The lady also gave me a handful of garlic scapes, the way people who grow things often do. Small talk followed. She mentioned that a lot of people are at their cabins during weekdays now.
It is true. The technology to work from almost anywhere has arrived. Starlink at the RV, the laptop on the banquette, the phone with signal in places that had none a few years ago. The pitch was freedom, and the freedom is real. The old constraint — that work happened in the place work happened — has genuinely dissolved.
The desk this week has been the dining banquette. I worked from there in the morning, in the afternoon, and sometimes after supper. Nanouk waited on the cushion beside me. The RV is parked above waterfalls; the sound came through every window we opened. There was no reason I could not work. The internet works, the coffee works, the laptop works. The work does not do itself.
And this is what the pitch does not tell you. When work can happen anywhere, work happens everywhere. The freedom to bring the laptop with you turns out to also be the difficulty of ever quite leaving it behind. The banquette that is a desk in the morning is still a desk in the afternoon, unless someone decides otherwise. The waterfalls outside the window can be background noise for the workday just as easily as they can be the point of the trip. The tools do not decide when to stop. The person has to.
Some of the three days, I decided. Slept in with the sound of the waterfalls. Walked Nanouk to their very bottom, where the air is really more of a mist. Swam in the river. Played Catan with my partner — the large version, the two-player variant we invented for when it is just the two of us. He made a tartare one night — he is a wonderful cook. He whisked up his famous sauce while I did the chopping. A lot of chopping.

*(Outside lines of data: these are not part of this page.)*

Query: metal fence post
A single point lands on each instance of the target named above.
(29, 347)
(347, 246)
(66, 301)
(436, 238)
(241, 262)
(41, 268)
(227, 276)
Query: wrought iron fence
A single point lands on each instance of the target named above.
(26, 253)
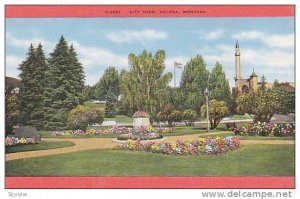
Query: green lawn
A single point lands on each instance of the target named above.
(41, 146)
(254, 160)
(229, 133)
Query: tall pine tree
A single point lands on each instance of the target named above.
(65, 83)
(194, 80)
(219, 85)
(32, 87)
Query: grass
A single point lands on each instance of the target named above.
(246, 137)
(41, 146)
(249, 160)
(120, 119)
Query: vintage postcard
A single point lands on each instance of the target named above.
(150, 96)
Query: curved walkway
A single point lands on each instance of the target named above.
(82, 144)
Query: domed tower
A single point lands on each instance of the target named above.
(253, 82)
(238, 78)
(237, 61)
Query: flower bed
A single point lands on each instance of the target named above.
(115, 130)
(140, 114)
(13, 141)
(133, 136)
(201, 146)
(266, 129)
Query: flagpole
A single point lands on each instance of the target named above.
(174, 75)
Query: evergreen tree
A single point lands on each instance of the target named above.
(110, 106)
(12, 111)
(219, 85)
(194, 80)
(32, 87)
(76, 77)
(64, 89)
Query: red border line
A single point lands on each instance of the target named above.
(150, 182)
(40, 11)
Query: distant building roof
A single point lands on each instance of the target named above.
(287, 88)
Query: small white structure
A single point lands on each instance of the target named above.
(139, 121)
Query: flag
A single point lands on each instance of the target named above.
(177, 65)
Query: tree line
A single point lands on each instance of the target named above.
(50, 87)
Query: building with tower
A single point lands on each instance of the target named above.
(251, 84)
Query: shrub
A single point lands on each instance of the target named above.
(217, 111)
(176, 116)
(189, 116)
(170, 115)
(265, 129)
(80, 117)
(140, 114)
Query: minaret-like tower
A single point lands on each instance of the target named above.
(237, 61)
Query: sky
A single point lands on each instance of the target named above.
(266, 44)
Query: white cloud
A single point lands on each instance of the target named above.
(130, 36)
(25, 43)
(214, 35)
(92, 57)
(274, 63)
(271, 40)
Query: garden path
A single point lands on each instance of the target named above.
(82, 144)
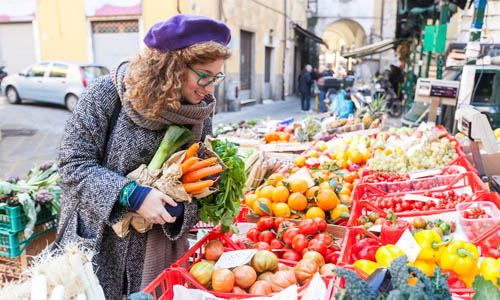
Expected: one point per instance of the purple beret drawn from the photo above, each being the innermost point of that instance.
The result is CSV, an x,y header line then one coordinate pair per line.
x,y
181,31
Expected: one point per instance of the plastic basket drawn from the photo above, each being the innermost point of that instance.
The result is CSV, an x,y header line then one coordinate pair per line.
x,y
13,219
162,287
13,244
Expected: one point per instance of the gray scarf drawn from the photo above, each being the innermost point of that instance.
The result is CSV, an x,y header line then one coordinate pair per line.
x,y
188,114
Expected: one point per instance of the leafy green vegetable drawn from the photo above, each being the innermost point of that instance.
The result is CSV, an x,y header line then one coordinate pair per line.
x,y
485,289
224,205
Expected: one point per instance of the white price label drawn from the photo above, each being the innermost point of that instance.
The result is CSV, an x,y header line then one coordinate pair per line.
x,y
409,245
234,259
420,198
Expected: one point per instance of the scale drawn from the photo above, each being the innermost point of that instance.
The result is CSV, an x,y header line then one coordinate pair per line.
x,y
477,128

The considered version of working-from-anywhere is not the freedom the pitch sold. It is the daily decision to close the laptop when the laptop could stay open forever, in a place that could be a workday or could be the trip it was meant to be. The tools give us the option. They do not give us the pause. That has to be built.
The parts of the trip I closed the laptop for, those are the parts I will remember.